Storia del sabir: la lingua franca dei marinai
Per oltre 400 anni nelle navi e nei porti del Mediterraneo si parlava uno straordinario idioma nato da una mescolanza di genovese, veneziano, turco, catalano e occitano
Storia del sabir: la lingua franca dei marinai
Per oltre 400 anni nelle navi e nei porti del Mediterraneo si parlava uno straordinario idioma nato da una mescolanza di genovese, veneziano, turco, catalano e occitano
“Se ti sabir ti respondir, se non sabir tazir, tazir”. Così, nell’opera teatrale Il Borghese Gentiluomo di Molière, il finto giureconsulto turco apostrofa il ricco ed ingenuo Monsieur Jourdain, ansioso di ottenere un titolo nobiliare per la sua casata. “Se sai il sabir rispondi, altrimenti taci e taci”: il grande commediografo francese usa la lingua sabir per canzonare il protagonista della sua opera teatrale. Non era una novità, per il teatro comico, l’uso scherzoso di questo idioma. Anche Carlo Goldoni nelle sue opere “L’impresario delle Smirne” e “La famiglia dell’antiquario” fa parlare in sabir alcuni suoi personaggi per sottolineare la loro provenienza marinara.
La lingua del mare
Il sabir infatti è una lingua che viene dal mare. Una lingua che, pur con varianti locali, era parlata da tutti i marinai e in tutti i porti del Mediterraneo. E non soltanto. Il sabir era anche la lingua degli schiavi e dei galeotti ai remi. Era la lingua dei pirati, dei diplomatici e dei viaggiatori che si recavano oltremare. Una lingua indispensabile per i commerci e la navigazione. Basti pensare che il primo portolano completo del Mediterraneo, il “Compasso da Navegare”, pubblicato nel 1296, era scritto proprio in questo idioma.
Nascita e morte del sabir
Il sabir si diffuse in tutto il bacino Mediterraneo attorno al XVI secolo, grazie all’uso che ne fecero le Repubbliche corsare di Tunisi, Algeri e Tripoli che avevano necessità di comunicare con i mercanti delle Repubbliche marinare e degli altri porti europei.
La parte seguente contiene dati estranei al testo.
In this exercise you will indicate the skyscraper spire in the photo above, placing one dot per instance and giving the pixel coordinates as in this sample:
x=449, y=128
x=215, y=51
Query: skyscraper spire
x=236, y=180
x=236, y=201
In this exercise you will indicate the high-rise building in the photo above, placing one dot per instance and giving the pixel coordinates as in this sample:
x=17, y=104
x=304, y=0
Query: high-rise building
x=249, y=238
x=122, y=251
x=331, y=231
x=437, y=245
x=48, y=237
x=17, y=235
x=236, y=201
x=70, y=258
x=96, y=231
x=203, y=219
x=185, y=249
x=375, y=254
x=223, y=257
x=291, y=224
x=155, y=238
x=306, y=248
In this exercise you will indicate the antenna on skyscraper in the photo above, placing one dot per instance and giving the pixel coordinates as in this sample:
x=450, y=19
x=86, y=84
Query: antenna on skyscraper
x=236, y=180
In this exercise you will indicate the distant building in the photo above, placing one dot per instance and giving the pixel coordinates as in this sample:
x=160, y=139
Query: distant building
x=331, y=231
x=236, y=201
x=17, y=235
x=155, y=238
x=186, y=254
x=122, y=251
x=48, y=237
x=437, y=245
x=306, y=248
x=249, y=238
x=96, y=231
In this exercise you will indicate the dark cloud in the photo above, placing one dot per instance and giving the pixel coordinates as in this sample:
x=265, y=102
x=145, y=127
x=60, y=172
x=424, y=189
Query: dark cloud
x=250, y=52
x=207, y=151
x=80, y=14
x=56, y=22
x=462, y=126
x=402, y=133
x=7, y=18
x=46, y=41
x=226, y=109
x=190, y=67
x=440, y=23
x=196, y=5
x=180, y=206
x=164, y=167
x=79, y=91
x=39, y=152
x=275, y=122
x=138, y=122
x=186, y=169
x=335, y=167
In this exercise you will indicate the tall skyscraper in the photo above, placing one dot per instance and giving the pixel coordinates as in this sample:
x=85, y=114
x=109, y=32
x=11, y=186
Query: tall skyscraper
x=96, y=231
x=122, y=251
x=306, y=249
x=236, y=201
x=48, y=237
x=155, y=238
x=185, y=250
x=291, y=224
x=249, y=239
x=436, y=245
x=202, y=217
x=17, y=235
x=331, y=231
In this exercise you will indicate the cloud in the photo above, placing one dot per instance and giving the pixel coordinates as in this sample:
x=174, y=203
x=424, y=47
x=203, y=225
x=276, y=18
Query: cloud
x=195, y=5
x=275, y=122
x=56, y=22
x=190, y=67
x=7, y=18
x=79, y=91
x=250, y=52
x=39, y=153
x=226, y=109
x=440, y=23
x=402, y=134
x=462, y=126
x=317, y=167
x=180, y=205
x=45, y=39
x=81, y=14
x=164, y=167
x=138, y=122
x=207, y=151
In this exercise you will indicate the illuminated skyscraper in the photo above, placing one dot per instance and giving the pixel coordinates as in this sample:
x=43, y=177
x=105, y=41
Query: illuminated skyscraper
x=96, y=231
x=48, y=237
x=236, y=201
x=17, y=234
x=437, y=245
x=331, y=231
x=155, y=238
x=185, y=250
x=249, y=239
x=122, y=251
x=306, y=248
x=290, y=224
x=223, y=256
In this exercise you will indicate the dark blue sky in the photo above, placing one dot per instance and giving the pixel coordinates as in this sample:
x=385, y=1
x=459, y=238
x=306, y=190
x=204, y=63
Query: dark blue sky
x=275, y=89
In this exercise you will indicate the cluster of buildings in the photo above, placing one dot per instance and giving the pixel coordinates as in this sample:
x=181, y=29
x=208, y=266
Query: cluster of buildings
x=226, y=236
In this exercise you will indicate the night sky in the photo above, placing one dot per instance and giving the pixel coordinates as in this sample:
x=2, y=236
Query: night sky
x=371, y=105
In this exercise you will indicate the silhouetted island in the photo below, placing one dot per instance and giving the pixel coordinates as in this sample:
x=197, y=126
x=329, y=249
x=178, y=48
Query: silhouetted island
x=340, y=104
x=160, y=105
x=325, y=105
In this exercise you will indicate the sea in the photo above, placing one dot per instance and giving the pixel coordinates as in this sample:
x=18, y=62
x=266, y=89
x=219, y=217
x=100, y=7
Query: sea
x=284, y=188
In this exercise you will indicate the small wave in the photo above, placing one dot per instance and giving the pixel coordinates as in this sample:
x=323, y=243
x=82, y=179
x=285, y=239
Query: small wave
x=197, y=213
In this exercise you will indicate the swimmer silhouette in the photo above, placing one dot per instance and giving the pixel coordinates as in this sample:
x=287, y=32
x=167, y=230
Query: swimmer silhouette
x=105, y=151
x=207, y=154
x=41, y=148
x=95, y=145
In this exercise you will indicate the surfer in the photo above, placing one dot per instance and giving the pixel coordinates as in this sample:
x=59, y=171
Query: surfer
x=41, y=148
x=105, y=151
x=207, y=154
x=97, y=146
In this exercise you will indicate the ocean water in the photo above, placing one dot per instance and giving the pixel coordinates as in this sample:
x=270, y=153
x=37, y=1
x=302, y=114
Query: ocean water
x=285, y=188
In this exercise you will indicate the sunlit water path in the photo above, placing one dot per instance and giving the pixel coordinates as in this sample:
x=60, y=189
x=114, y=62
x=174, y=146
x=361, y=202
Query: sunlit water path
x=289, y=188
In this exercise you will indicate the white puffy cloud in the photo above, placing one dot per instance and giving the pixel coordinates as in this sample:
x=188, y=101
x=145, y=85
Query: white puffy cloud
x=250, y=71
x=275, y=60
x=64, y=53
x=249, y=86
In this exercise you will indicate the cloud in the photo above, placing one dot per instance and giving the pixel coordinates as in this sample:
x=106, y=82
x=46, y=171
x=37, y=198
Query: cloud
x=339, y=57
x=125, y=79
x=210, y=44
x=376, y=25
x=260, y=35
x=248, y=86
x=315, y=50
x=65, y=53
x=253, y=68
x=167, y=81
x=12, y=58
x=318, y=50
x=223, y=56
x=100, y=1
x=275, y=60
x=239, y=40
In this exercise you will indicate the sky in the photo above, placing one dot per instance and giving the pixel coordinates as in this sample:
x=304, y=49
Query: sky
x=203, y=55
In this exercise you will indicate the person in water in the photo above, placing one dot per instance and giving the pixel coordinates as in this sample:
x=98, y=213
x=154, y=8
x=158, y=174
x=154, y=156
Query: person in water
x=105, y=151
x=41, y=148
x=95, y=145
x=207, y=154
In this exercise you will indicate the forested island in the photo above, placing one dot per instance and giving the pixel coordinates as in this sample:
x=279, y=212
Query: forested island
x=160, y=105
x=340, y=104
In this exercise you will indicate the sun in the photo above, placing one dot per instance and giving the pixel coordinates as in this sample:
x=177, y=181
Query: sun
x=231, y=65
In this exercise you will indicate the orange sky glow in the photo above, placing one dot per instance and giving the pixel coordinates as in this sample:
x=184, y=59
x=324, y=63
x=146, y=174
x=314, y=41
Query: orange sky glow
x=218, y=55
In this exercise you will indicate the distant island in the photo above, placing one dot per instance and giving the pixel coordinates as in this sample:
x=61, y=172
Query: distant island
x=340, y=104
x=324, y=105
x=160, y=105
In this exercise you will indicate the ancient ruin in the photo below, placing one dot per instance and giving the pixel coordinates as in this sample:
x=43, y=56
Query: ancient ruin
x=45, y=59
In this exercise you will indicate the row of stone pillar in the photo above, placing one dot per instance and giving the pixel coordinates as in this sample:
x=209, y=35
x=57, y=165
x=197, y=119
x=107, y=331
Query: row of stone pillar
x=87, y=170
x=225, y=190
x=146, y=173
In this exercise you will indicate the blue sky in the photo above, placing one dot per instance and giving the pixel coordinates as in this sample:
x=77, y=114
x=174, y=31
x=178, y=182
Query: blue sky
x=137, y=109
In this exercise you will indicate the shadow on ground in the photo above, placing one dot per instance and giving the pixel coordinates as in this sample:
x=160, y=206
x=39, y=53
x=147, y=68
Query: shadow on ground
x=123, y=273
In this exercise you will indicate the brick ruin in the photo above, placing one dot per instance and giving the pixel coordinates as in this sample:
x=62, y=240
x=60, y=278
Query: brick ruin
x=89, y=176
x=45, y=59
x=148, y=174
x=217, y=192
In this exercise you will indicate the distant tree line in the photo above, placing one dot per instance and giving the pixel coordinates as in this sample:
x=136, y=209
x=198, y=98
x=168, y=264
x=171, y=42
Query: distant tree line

Era una lingua semplice, nata da e per i marinai, con un uso limitatissimo di tempi verbali, una morfologia agevole e un ordine delle parole libero. Il lessico pescava per lo più da dialetti italiani come il genovese, il veneziano e, in misura minore, il siciliano, mescolandoli a lingue come il catalano, il greco, l’occitano e naturalmente il turco. Ancora oggi chi parla il veneziano non ha nessuna difficoltà a comprendere il sabir.
Il sabir declinò velocemente dopo il 1830, con la conquista francese dell’Algeria e l’espandersi di questa potenza coloniale che impose come lingua franca, quella francese. Lingua tutt’oggi in uso sull’altra sponda del Mediterraneo non senza particolari varianti locali che molti linguisti considerano vere e proprie continuazioni del sabir che, in questo modo, più che scomparire, si è francesizzato. Ma per almeno 400 anni il sabir fu la lingua più parlata nel Mediterraneo e rimane tuttora l’idioma pidgin, cioè una lingua semplificata nata dalla mescolanza di più culture, più longevo di cui abbiamo conoscenza.